Sure, you’re living your life, feeling good, taking care of yourself. But once in awhile it would be nice to sit down and talk about what’s on your mind. Including your HIV status. Isn’t that what friends are supposed to do? Apparently not always. Because you’re talking and they’re running. Away.
Feeling like the people in your life don’t get what it’s like to live with HIV? And don’t want to try? You are not alone. But the deal is, you might have to do some work to give them a hand. Here are some ideas:
Don’t let yourself fall into the victim mentality. If you focus on what you don’t have, including the understanding of people who are in avoidance mode, then you place yourself at risk for falling into a hopeless place yourself. Take stock of what’s going well in your life, starting with your own inner resources. Decide to see possibilities.
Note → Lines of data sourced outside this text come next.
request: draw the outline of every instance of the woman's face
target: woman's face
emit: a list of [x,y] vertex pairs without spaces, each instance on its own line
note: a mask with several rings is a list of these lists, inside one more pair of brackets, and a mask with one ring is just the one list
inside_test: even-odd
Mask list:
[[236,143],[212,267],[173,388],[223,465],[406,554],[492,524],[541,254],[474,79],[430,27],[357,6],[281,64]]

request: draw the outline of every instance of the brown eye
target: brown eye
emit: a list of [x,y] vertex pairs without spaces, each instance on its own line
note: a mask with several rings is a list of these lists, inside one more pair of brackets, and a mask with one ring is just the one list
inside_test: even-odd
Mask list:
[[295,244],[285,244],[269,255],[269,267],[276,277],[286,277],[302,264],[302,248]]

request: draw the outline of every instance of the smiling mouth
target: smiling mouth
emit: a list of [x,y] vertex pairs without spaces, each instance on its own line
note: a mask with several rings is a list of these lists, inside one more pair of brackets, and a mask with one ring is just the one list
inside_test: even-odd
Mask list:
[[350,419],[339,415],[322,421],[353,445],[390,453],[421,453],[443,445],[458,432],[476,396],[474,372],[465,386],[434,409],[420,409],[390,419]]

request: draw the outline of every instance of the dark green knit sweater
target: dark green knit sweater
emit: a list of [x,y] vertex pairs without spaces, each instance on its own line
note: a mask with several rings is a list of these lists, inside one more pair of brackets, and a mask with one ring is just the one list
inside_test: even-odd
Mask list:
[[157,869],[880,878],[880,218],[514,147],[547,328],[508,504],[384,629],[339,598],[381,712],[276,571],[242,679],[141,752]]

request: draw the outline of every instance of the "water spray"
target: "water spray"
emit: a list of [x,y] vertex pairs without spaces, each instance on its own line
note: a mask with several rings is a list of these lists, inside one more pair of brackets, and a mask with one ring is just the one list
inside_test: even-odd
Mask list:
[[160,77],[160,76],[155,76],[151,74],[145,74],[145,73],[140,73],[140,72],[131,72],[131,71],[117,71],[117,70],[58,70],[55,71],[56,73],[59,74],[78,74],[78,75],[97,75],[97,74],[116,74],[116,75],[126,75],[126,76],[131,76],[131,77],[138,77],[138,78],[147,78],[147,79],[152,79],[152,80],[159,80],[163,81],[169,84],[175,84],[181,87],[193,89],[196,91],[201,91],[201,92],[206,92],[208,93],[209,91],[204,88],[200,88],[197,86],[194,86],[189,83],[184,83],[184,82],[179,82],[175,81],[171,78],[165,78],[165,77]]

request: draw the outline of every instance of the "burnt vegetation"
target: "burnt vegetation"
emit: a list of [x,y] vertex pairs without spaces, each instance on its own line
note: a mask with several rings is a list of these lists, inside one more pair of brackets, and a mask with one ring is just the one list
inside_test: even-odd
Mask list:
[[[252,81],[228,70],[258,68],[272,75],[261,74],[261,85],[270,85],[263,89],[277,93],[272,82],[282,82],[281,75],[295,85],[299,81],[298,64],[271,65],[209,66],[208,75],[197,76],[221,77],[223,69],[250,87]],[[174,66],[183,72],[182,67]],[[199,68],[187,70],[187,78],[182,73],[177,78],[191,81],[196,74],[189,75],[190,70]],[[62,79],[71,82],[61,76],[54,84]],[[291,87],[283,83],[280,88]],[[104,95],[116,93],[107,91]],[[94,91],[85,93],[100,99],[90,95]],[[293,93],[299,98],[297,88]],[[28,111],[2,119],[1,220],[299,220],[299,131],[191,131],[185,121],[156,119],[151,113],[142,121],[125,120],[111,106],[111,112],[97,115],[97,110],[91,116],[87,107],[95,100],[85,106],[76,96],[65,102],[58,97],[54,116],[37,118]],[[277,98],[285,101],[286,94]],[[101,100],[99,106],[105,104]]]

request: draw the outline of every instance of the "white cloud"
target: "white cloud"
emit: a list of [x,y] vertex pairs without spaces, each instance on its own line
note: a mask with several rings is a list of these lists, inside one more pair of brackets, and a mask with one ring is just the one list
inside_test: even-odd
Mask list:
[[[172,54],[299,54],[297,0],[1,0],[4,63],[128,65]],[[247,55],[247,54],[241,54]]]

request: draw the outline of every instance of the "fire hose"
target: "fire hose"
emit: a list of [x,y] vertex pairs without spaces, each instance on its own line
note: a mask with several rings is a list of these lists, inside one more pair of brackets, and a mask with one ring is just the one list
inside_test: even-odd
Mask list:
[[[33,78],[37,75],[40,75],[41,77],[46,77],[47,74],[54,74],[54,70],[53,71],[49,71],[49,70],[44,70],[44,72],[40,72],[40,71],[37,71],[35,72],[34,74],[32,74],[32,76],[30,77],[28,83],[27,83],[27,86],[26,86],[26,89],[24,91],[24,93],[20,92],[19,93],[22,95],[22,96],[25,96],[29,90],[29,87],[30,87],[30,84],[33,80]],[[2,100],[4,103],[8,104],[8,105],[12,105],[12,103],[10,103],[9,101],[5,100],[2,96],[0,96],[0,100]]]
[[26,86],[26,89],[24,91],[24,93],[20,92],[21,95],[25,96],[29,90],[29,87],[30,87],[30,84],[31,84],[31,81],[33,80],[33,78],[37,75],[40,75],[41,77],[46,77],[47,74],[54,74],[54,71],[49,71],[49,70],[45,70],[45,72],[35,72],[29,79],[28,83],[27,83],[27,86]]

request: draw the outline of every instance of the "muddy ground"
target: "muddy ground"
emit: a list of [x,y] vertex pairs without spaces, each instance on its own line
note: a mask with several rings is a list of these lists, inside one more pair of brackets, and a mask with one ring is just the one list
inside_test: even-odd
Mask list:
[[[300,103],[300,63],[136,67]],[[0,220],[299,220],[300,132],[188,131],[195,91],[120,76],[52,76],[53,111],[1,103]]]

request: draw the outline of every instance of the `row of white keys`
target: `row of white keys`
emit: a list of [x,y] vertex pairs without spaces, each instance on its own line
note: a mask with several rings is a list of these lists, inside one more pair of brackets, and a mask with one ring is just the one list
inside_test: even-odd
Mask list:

And don’t let anyone try to make you the one with the problem. The burden of proof here is not with you. If people you care about can’t and won’t understand what you are living with, so be it. But refuse to allow them to tell you the problem is all yours, you are “giving up,” or “too needy,” or you “need to get over it.” So let me add: some of us are thinkers, some of us are feelers, some of us will do anything to avoid uncomfortable feelings. It’s their problem. A shame, right?
Stay hopeful. Accepting other people’s limitations frees you up to put your energy into what’s possible. So start where they are instead of where you want them to be. It may take time, and patience, and a lot of encouragement – from you – to help the people in your life to be more understanding. You may not see the progress you want, but to “fight fire with fire” – and respond to their lack of understanding by putting up your own wall – is only going to result in a thicker wall at a time when you all need each other. Communication works both ways. And so does compassion.
Show, and tell. Educating the people in your life about what it’s like to live with HIV may be an ongoing process. They may need some consistent help from you in understanding your condition and how it affects your life. Over time, you may be help them to gain a realistic perspective on what your chronic condition means for your life, and your life together, and not simply as a “catastrophe.” Knowledge is power.
Remember: you are not alone. In a perfect world, the people who are closest to you should also be the most supportive. They should do everything humanly possible, and beyond, to understand what you are going through. And be there every step of the way. Yes, they should. But if they can’t, then are there other people who can?
Look around for people in your life who can and will make an emotional connection with you. And stick together.